In 1991, two nutritionists studying the benefits and risks of vegetarian diets reported that vegetarians are not necessarily healthier than non-vegetarians. They found that well-planned omnivorous diets (which include meats) can provide health benefits as well. The nutritionists also pointed out that many vegetarians adopt a healthier lifestyle, including more physical exercise and not smoking. These factors would likely improve the overall health of vegetarians and account for part of the health benefit that was first thought to be due to their diet.
To look at these other health factors, a study published in 2005 compared more than 1,000 German vegetarians with nearly 700 health-conscious non-vegetarians over a 21-year period. This study found that there were no major differences between the groups in terms of death and disease, although the vegetarians had slightly less heart disease. Both groups were healthier than the general population, in part due to less smoking and more physical activity.

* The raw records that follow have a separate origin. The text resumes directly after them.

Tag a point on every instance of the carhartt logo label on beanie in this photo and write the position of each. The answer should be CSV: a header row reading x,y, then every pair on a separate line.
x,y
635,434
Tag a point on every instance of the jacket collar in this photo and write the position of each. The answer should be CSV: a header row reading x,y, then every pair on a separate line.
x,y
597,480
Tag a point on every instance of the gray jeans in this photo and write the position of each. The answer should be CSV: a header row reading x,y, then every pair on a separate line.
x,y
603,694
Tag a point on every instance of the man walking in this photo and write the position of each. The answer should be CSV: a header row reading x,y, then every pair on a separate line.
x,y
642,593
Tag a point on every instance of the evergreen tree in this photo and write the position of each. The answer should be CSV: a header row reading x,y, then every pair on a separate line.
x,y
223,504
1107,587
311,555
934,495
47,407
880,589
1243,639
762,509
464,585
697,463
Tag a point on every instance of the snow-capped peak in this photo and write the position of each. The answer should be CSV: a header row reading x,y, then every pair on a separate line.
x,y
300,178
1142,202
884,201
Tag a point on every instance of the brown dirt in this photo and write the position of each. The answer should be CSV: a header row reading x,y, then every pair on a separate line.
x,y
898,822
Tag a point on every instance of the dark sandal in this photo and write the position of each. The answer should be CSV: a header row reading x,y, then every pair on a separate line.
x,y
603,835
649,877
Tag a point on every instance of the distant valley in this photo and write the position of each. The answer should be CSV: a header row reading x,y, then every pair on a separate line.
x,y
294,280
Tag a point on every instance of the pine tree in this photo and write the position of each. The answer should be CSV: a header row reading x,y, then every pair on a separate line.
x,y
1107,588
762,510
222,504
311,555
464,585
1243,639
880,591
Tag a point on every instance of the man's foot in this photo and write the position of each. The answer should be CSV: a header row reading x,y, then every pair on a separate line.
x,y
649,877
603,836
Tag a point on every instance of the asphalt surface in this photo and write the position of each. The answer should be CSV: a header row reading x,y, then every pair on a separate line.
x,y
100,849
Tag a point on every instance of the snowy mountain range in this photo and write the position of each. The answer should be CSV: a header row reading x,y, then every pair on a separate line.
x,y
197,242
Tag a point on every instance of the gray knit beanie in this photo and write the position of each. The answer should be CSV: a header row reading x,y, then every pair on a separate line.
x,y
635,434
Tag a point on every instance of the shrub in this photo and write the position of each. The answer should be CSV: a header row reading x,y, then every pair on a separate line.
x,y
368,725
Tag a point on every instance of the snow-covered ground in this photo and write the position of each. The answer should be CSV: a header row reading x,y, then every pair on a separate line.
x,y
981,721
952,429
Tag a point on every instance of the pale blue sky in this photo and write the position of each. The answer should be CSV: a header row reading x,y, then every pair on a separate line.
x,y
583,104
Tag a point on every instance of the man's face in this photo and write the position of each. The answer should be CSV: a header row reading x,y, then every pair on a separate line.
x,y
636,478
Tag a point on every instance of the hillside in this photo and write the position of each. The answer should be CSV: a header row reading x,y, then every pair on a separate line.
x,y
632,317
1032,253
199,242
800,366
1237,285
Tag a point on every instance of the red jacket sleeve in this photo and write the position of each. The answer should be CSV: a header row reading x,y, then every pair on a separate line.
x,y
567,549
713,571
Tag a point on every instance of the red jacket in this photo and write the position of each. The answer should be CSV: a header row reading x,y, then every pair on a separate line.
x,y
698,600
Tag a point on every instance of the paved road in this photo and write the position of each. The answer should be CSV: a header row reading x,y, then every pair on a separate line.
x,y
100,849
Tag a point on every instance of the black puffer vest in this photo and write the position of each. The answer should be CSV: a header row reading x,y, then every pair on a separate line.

Most human evidence about vegetarianism consists only of studies that observe people (observational studies) and their risk for various diseases such as cancer. These studies don't test different diets; they only look at what people are already doing. Because of this, the studies often can't control for non-food differences (like exercise and other healthy habits) between vegetarians and other people.
Very few clinical studies have been reported in which people are put on different diets and studied over time. A few studies of men with prostate cancer have reported that major life changes including vegetarianism, exercise, and stress reduction can slow the rise in blood PSA levels. How much the vegetarian diet contributed to these benefits remains unproven.
The bottom line then is, become a Vegan and then do home processing of photographic materials. They will counteract each other and you come out even. :D
My uncle, a life long photographer, is about to turn 92.
I like your dry humour. Great conclusions about the vegan correlation. There is clearly British genes somewhere in the family
Scotch, Irish, French and Czech actually. But I like the Goon Show and Britcoms. Does that count?